The new policy guidelines also warned developers that Apple would reject their submissions if their apps did not adhere to the guidelines.

“Starting May 1, 2024, apps that don’t describe their use of required reason API in their privacy manifest file aren’t accepted by App Store Connect,” Apple said in the blog. “If you upload an app to App Store Connect that uses required reason API without describing the reason in its privacy manifest file, Apple sends you an email reminding you to add the reason to the app’s privacy manifest.”

“Apple looks to be consistent with its value proposition to protect its users’ data. This also offers more transparency and control to Apple over developers intentions and weed out bad actors who look to profit from device fingerprint and tracking users,” said Neil Shah, VP for research and partner at Counterpoint Research.
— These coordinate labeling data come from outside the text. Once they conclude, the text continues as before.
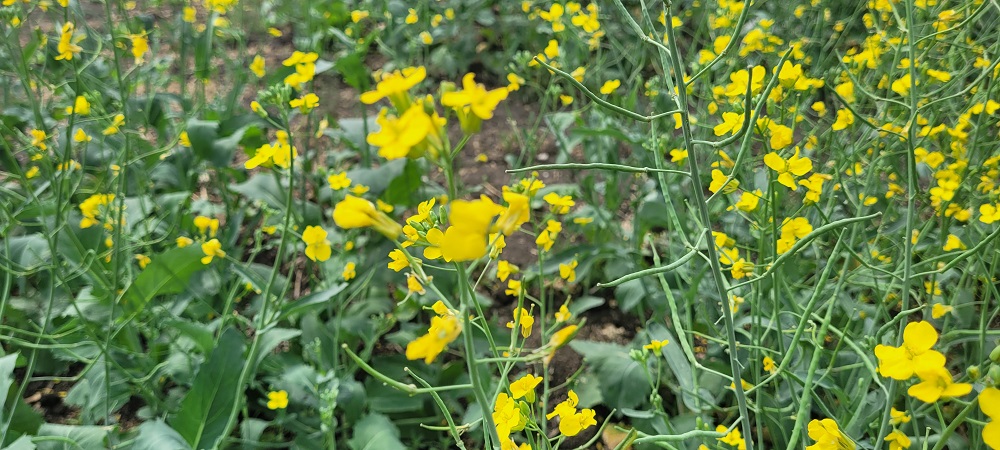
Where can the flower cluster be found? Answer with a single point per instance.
(445, 328)
(916, 357)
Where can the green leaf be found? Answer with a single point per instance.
(624, 385)
(78, 436)
(157, 435)
(678, 365)
(375, 432)
(168, 273)
(270, 340)
(202, 134)
(26, 420)
(6, 381)
(204, 411)
(92, 396)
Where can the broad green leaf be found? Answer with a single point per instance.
(168, 273)
(375, 432)
(271, 338)
(157, 435)
(624, 385)
(204, 412)
(90, 393)
(86, 437)
(678, 365)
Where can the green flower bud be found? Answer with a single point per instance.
(974, 372)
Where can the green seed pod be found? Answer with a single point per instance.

Potential for improved user privacy

“Device fingerprinting is becoming just like a personal identifier in many ways. By just having a deeper inspection of device settings, etc., one can know a lot about the user and would be very close to privacy infringement,” Techarc’s co-founder and chief analyst Faisal Kawoosa said. “So yes, I think such a move is a good step to further strengthen security by tightening the conditions and putting an additional layer of check to identify the genuineness of need for using any such usage.”

The policy shift reflects growing anxieties around the use of privacy and data collection practices within the app developers’ ecosystem. It has been trying to position itself as an advocate of user privacy, with features like App Tracking Transparency empowering and informing users about data sharing.

“Privacy has been a key cornerstone for Apple, and its recent app-centric moves focus on empowering users with transparency around data collection within apps,” said Prabhu Ram, head of the industry intelligence group at CyberMedia Research (CMR). “We need to view this in the broader context of consumer concerns, and related regulatory developments in EU and elsewhere around privacy.”

Enforcement holds the key

Beyond the alleged rule-breaking, the researchers at Mysk criticized Apple’s enforcement mechanism.

While forcing developers to describe their use of required reason API is a great starting point to stop fingerprinting, it gives a false sense of privacy, Mysk wrote in the advisory. “Apple doesn’t provide a mechanism to enforce what developers declare.”

“We have seen this approach when Apple introduced Privacy Nutrition Labels. There is no mechanism to verify what developers show on their apps’ Privacy Nutrition Labels,” Mysk added in the advisory.

“Apple has been talking about fingerprinting protection for many years now. And they have till now refrained from taking any active steps against it,” said Dhiraj Gupta, co-founder and CTO of mFilterIt, a fraud detection and prevention firm. “Fingerprinting is a widespread activity, and a lot of apps use it for targeting (users)”

How Apple chooses to take action and the strictness of the same (new policy guidelines) will decide how this will impact the app ecosystem,” Gupta said.

Impact on developers

The new policy throws a wrench into the development cycle for the app developers.

For small, independent app developers, the adjustment to the new norms could be painful, Prabhu said. “However, the long-term benefits of a more secure app environment outweigh the initial challenges.”

“The focus on user trust could reshape the app ecosystem, fostering responsible data practices and promoting privacy-conscious SDKs,” he added.

There has to be a valid reason why any developer is using any fingerprinting data and what is the use case they are trying to address,” Kawoosa said justifying Apple’s move. “At the same time, it’s also important that the fingerprinting data available to an app developer is not sold/used for any 3rd party monetization.”

Apple’s policy shift is likely to have ripple effects throughout the app ecosystem. While some creators may choose to abandon the functionalities that depend on these APIs, others will likely innovate within the new framework, giving rise to a more privacy-focused app ecosystem where users have greater control over their data.